What’s something someone might be surprised to learn about you?

Other than my last name, I think people are surprised when I tell them that I’m Greek. I don’t have the really olive skin, I don’t really have I guess the ‘Greek accent’ or the little cultural things and I’m a bit taller than most Greeks as well. I think my yiayia used to tell me when I was about 5 foot 7 that I was too tall and needed to stop growing.

Favourite way to unwind after a game?

With a very large meal of some sort. Usually some kind of restaurant or takeaway meal, but I love a really good big meal and a dessert maybe. It depends, if the game is on a bit earlier I’d have it that day, otherwise I’ll save it for the next day. If we have a late day sometimes I don’t get home until around 11 o’clock and the only thing open then is McDonalds and I don’t want to waste my cheat meal on that.

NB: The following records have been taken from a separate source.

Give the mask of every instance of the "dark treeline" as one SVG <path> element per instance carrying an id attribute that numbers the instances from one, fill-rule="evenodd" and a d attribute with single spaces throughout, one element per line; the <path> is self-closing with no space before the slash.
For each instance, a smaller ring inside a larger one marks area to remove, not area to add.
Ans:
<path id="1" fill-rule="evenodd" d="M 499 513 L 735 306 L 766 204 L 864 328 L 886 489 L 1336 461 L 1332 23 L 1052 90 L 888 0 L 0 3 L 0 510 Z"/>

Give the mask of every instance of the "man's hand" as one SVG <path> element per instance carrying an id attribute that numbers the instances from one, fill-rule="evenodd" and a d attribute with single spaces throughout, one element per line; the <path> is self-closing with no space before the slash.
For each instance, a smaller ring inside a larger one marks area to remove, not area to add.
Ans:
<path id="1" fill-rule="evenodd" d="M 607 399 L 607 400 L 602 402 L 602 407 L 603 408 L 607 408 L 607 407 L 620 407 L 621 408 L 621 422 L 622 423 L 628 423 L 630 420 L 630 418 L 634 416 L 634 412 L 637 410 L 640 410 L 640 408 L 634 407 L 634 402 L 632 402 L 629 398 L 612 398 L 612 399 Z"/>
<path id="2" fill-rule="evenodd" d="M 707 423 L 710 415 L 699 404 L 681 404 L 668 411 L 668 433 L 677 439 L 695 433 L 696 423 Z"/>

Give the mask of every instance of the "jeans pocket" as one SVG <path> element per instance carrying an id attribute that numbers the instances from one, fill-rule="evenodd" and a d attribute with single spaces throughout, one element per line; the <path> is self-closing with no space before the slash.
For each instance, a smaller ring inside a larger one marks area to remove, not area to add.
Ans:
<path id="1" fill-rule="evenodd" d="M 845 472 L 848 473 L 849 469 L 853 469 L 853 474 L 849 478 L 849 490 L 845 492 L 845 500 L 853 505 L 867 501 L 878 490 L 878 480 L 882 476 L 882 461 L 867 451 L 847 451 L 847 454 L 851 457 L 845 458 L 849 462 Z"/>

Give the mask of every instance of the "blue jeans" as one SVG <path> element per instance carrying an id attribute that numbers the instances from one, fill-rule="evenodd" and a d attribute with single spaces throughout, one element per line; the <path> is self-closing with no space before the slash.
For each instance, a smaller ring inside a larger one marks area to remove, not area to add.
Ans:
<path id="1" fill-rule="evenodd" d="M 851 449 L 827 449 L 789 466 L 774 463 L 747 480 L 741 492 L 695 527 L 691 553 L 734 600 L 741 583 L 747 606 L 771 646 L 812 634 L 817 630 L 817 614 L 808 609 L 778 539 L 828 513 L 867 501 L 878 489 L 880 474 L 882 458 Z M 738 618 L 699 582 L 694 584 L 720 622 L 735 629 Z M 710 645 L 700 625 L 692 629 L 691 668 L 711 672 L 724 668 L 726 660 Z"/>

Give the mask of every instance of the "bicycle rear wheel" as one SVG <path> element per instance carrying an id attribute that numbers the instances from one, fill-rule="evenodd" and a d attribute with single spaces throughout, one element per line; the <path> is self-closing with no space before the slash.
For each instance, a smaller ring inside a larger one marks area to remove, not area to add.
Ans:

What are you most looking forward to in 2022?

Getting out of COVID and being able to see everyone again, being able to see my family again and my partner’s family and being able to leave the country as well. My partner and I definitely have aspirations to go to Europe for at least a holiday together. Just being able to get everything back to normal.

What is something you want to be remembered by?

achievements might mean something to some people in the present, but it really leaves a stain, especially in a team sport, if people look back and think ‘oh yeah, he was a good player, but he was a bit of an a******’ and they didn’t really want to be around you. You’re very well respected if you’re a good person and people remember that over your individual or team achievements.